Wednesday, May 27, 2009 | 2 a.m.
If You Go
- What: “Supernatural Santana, a Trip Through the Hits”
- When: 8 p.m. tonight, Thursday, Saturday, Sunday; June 3, 4, 6, 7, 10, 11, 13, 14; Aug. 26, 27, 29, 30; Sept. 2, 4-6
- Where: The Joint at the Hard Rock Hotel
- Tickets: $75 to $151; 693-5000
In Today's Sun
- Mock Rockers of Vegas (5-27-2009)
Carlos Santana begins his residency at The Joint at the Hard Rock Hotel tonight.
The Sun asked to talk with the Rock and Roll Hall of Famer — but was told “anyone in the band but Carlos.”
Maybe it’s best. An interview with Carlos Santana can be a trip. Unlike his melodic, focused guitar solos, his answers are seldom linear — more like cosmic rambling. You wonder if you’re on the same planet.

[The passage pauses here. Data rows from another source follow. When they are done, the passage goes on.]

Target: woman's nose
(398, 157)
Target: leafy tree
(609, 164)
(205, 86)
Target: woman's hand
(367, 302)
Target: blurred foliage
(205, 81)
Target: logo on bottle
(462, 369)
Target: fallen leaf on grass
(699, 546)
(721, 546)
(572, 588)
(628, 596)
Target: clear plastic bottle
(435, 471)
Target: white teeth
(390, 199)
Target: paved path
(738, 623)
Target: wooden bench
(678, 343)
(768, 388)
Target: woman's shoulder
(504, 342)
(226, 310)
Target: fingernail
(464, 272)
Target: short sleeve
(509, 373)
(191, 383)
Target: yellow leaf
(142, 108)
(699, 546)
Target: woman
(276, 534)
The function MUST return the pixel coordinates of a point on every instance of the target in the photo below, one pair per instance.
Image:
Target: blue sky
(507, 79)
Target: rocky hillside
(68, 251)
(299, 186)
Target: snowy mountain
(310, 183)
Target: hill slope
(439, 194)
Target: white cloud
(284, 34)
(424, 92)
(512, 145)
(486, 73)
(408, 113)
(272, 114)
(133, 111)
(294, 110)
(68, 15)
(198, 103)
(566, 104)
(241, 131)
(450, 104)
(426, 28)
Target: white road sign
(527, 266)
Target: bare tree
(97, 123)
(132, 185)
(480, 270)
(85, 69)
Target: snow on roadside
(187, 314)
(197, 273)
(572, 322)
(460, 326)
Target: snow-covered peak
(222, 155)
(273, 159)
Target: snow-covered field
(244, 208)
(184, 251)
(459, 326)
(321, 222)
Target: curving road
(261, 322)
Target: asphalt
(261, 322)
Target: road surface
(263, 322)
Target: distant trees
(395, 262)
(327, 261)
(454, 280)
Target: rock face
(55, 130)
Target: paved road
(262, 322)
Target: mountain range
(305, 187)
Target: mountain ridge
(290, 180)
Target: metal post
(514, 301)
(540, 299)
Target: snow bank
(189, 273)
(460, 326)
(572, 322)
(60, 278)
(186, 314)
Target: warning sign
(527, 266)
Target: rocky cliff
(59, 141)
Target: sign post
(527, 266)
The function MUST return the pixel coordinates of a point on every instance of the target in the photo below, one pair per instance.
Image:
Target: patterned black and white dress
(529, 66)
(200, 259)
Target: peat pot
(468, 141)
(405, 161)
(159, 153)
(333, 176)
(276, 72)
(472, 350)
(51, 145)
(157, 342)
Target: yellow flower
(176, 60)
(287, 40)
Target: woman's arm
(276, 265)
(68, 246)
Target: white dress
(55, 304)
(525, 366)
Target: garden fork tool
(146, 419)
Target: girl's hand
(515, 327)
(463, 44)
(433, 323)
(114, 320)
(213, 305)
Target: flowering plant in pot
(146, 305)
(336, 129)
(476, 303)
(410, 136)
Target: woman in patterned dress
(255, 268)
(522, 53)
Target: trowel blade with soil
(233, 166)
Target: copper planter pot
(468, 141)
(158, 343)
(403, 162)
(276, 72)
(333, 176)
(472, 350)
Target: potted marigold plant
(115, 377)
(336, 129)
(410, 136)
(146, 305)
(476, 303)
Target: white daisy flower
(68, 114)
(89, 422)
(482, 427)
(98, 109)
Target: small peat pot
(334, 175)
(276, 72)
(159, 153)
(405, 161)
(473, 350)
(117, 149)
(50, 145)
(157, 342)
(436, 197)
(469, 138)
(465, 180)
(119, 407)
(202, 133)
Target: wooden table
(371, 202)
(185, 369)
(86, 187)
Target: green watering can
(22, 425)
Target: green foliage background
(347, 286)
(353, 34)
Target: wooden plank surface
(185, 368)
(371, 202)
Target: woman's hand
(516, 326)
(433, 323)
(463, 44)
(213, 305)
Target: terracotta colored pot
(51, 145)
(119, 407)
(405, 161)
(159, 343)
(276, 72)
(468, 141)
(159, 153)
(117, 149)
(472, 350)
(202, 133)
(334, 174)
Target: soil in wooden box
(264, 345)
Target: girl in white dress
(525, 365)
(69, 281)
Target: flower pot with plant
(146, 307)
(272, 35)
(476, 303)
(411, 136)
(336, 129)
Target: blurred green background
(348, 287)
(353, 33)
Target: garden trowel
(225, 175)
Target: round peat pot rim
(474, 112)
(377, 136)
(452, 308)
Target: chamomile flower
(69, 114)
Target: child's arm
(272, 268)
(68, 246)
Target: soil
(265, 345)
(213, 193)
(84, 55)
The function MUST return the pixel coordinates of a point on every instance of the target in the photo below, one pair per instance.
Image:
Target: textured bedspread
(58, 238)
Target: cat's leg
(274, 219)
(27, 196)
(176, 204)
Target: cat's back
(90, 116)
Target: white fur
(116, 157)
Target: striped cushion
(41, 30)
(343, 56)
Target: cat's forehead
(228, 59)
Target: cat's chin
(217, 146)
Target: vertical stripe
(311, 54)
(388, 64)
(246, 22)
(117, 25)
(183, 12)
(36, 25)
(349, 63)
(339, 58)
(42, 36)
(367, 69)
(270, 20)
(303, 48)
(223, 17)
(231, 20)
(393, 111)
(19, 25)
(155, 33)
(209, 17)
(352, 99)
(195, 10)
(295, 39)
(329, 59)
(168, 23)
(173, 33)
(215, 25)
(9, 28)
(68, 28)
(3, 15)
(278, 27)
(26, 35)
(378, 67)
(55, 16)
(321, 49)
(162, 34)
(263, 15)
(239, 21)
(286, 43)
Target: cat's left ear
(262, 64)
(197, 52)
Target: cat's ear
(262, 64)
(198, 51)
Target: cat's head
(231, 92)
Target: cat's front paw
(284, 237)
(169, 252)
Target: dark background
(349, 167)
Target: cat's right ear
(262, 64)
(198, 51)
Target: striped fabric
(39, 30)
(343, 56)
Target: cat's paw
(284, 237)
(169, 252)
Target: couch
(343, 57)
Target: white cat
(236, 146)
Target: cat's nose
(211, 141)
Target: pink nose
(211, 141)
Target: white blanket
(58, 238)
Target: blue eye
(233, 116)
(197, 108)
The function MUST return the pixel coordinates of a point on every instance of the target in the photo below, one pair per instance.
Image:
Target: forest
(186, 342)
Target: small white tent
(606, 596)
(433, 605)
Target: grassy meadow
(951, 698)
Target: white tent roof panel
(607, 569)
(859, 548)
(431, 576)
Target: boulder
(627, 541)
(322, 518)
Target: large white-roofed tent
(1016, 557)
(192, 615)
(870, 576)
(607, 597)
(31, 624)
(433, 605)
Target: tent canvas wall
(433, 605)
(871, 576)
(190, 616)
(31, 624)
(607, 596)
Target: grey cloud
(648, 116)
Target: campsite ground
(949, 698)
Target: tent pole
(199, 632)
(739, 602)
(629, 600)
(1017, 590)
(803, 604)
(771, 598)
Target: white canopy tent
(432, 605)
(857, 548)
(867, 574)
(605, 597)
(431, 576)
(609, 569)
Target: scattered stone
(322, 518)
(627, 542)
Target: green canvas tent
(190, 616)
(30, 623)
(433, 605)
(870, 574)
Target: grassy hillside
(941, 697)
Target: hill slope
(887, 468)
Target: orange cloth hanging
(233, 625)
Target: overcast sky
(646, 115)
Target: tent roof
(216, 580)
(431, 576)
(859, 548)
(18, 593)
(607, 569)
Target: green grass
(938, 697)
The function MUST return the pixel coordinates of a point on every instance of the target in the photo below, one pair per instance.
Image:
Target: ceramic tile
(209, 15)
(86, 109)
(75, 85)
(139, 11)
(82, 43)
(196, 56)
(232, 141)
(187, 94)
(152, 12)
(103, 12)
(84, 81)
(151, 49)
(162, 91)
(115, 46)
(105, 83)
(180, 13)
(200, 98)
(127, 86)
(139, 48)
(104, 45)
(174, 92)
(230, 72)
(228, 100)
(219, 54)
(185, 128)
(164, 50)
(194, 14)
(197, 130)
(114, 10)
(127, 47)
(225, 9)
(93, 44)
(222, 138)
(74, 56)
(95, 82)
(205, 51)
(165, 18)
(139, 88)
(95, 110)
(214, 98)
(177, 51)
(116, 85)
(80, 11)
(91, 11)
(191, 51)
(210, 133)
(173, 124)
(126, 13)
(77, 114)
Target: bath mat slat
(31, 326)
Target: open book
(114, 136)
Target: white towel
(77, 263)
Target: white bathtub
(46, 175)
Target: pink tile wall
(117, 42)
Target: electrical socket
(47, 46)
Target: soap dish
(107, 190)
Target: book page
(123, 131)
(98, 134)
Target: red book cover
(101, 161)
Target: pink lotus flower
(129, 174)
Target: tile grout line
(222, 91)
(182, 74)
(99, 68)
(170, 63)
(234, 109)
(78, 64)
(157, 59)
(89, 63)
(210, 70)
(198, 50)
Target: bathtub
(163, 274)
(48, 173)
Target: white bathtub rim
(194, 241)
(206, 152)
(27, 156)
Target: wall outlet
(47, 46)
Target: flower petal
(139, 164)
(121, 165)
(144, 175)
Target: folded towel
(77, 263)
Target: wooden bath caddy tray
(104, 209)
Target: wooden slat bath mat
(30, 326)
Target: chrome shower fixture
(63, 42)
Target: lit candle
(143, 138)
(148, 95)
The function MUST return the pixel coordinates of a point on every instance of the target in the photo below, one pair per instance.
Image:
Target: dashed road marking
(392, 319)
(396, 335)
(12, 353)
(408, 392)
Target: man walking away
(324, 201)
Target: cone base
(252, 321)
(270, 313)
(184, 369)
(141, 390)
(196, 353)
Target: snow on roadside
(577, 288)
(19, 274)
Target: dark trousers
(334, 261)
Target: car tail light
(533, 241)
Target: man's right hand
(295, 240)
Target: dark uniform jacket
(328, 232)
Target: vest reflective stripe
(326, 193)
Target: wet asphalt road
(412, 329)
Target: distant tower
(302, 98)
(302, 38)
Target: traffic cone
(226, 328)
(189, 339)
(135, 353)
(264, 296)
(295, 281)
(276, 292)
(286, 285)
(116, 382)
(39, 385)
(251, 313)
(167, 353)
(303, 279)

Here’s his “prepared” statement on his Vegas residency: “Because I still live the principles of the 1960s, and because I’m a hippie at heart, ‘A Trip Through The Hits’ is designed to bring everyone in the audience together as one. I invite you to join our experience. We’ll mix up a little practical spirituality with a rebel-from-the-street vibe, and with lots of incredible music. My wish is for it to be a night that will move you to dance, to cry, to laugh and to feel the totality and fullness of being alive.”
In true Vegas fashion, we turned instead to a Santana tribute artist.
Our faux Santana is Jozev Castano, 54. He started playing Santana’s music when he was in college in San Antonio, came to Las Vegas in 1980 (for a gig at the previous MGM Grand that was canceled by the fire), toured the world and returned to Vegas to perform his tribute act.
What’s a Santana concert like?
It’s in full party mode. The thing is really crazy. They’re like 75 percent women. A lot of women like the music. They don’t sit down. They’re up and dancing. It’s a party environment. After the sounds kick in, it’s “OK, here we go. We’re going on a nice little trip here because you can feel the vibes.” It’s a party atmosphere. Very festive.
Are you really an old hippie?
Yeah. I kind of grew up in that whole age, so I would think so. Trust me, I grew up with the bell-bottoms and incense and love beads.
How spiritual are you?
I was getting into a little bit of that back in my college days. I did some meditation. It wasn’t too deep. I know Santana burned some candles and incense and hummed different vowels to meditate, sat in certain positions, that kind of thing. Things to let your stress out. But as far as getting real deeply involved, I didn’t.
Do you ever tire of playing the hits?
Nah. I will play Santana’s music to the point where you introduce his solo, but from that point I actually play my own feeling. You can’t duplicate everything. You can open up the song with the signature phrases, but then when it’s time to let loose and improvise, part of the song is me.
What’s unique about Santana’s style?
He’s a simple player, not real complicated, real straight ahead. He puts a lot of emphasis and emotion in what he plays. He’ll pick a key and make a real nice melody phrase out of it. The phrasing is so catchy and so simple that people remember it. When you play too much, too many notes, people can’t remember all that stuff. With Santana, it wasn’t complicated. You understood it, musically. You heard the harmonies and the melodies and the different kinds of rhythms.
Even what he writes now, it is not that complicated but it is very, very passionate. Him having the percussion rhythm behind him gives it another feel. As soon as the band starts, he doesn’t have to be playing, and you already feel the vibe, the energy with the percussion and the drums. That’s one of his main things, the percussion. Then when he kicks in with the guitar, end of story. That’s the whole icing on the cake.
How might the real Santana affect your business?
I think it might make it fun. For him to be here several weeks is pretty cool. I’m hoping I’ll make a buzz to where he hears about me and comes to see me. No one in Vegas does Santana except me. I have a feeling if he hears about me he’ll want to come and check it out.